Understanding the purpose of the Testosterone:Epitestosterone ratio testing and doing at least a brief look at  factors that might affect this test, not just once but repeatedly are important when an article such as the SI one is written. This specific gene and its implication on testing is widely known and has been covered in a variety of journal articles. The Canadian Medical Journal detailed, in an editorial titled “Doping, Sport, and the Community“, the difficulties in testing for Growth Hormone abuse and Testosterone. The editorial also mentioned research I came across elsewhere which indicated that many Asians (up to 40%) had the version of this gene that would give a false negative.

So, let’s get all the evidence out.

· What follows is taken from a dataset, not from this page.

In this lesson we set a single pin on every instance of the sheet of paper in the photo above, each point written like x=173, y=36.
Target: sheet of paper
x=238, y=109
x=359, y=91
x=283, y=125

And let’s make sure the public sees all the scientific information on the validity and the problems that exist with this particular test. For another perspective on heroes in American culture, you can seek out one of George Carlin’s last specials in which he expresses his opinion on hero worship and in particular on Lance Armstrong, Tiger Woods, and Dr. Phil.

The next test is to determine if the song “Bike” by Pink Floyd was written in a drug free state. In case you can’t make them out the lyrics begin:

I’ve got a bike
You can ride it if you like
It’s got a basket
A bell that rings
And things to make it look good
I’d give it to you if I could
But I borrowed it

Available video of Pink Floyd’s Bike (blocked currently at Youtube)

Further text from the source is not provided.